Efficient data representation with autoencoders

A big problem that plagues all supervised learning systems is the so-called curse of dimensionality: a progressive decline in performance while increasing the input space dimension. This occurs because the number of necessary samples to obtain a sufficient sampling of the input space increases exponentially with the number of dimensions. To overcome these problems, some optimizing networks have been developed.

The first are autoencoders networks: these are designed and trained for transforming an input pattern in itself, so that, in the presence of a degraded or incomplete version of an input pattern, it is possible to obtain the original pattern. The network is trained to create output data such as that presented in the entrance, and the hidden layer stores the data compressed, that is, a compact representation that captures the fundamental characteristics of the input data.

The second optimizing networks are Boltzmann machines: these types of networks consist of an input/output visible layer and one hidden layer. The connections between the visible layer and the hidden one are non-directional: data can travel in both directions, visible-hidden and hidden-visible, and the different neuronal units can be fully connected or partially connected.

Let's see an example. Decide which of the following series you think would be easier to memorize:

  • 45, 13, 37, 11, 23, 90, 79, 24, 87, 47
  • 50, 25, 76, 38, 19, 58, 29, 88, 44, 22, 11, 34, 17, 52, 26, 13, 40, 20

Seeing the preceding two series, it seems the first series would be easier for a human, because it is shorter, containing only a few numbers compared to the second one. However, if you take a careful look at the second series, you would find that even numbers are exactly two times the following numbers. Whereas the odd numbers are followed by a number times three plus one. This is a famous number sequence called the hailstone sequence.

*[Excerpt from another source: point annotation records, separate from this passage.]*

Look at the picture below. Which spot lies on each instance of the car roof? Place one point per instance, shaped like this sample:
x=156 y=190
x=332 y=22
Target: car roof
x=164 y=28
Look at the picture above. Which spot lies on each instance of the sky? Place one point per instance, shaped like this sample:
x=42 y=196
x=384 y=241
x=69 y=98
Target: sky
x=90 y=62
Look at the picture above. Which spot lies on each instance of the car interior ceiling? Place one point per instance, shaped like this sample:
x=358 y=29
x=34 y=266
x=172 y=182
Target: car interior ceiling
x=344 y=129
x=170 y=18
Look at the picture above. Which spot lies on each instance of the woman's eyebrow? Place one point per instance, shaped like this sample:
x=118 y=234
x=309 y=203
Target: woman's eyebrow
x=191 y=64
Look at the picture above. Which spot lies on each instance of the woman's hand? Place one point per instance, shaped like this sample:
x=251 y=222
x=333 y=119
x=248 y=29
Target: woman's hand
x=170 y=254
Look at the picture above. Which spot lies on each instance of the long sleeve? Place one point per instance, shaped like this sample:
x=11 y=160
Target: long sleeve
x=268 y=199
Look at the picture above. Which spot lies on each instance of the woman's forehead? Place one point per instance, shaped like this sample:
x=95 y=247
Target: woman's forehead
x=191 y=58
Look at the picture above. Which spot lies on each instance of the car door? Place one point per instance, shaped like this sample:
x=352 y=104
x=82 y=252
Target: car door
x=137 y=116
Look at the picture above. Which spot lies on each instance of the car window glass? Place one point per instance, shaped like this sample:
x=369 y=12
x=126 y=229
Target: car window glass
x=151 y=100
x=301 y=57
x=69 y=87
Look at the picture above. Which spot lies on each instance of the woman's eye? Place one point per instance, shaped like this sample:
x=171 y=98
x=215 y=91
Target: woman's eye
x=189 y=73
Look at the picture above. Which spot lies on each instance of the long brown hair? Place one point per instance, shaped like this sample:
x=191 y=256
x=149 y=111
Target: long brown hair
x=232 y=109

However, if you can easily memorize long series, you can also recognize patterns in the data easily and quickly. During the 1970s, researchers observed that expert chess players were able to memorize the positions of all the pieces in a game by looking at the board for just five seconds. This might sound controversial, but chess experts don't have a more powerful memory than you and I do. The thing is that they can realize the chess patterns more easily than a non-chess player does. An autoencoder works such that it first observes the inputs, converts them to a better and internal representation, and can swallow similar to what it has already learned:

Figure 5: Autoencoder in chess game perspective

Take a look at a more realistic figure concerning the chess example we just discussed: the hidden layer has two neurons (that is, the encoder itself), whereas the output layer has three neurons (in other words, the decoder). Because the internal representation has a lower dimensionality than the input data (it is 2D instead of 3D), the autoencoder is said to be under complete. An under complete autoencoder cannot trivially copy its inputs to the coding, yet it must find a way to output a copy of its inputs.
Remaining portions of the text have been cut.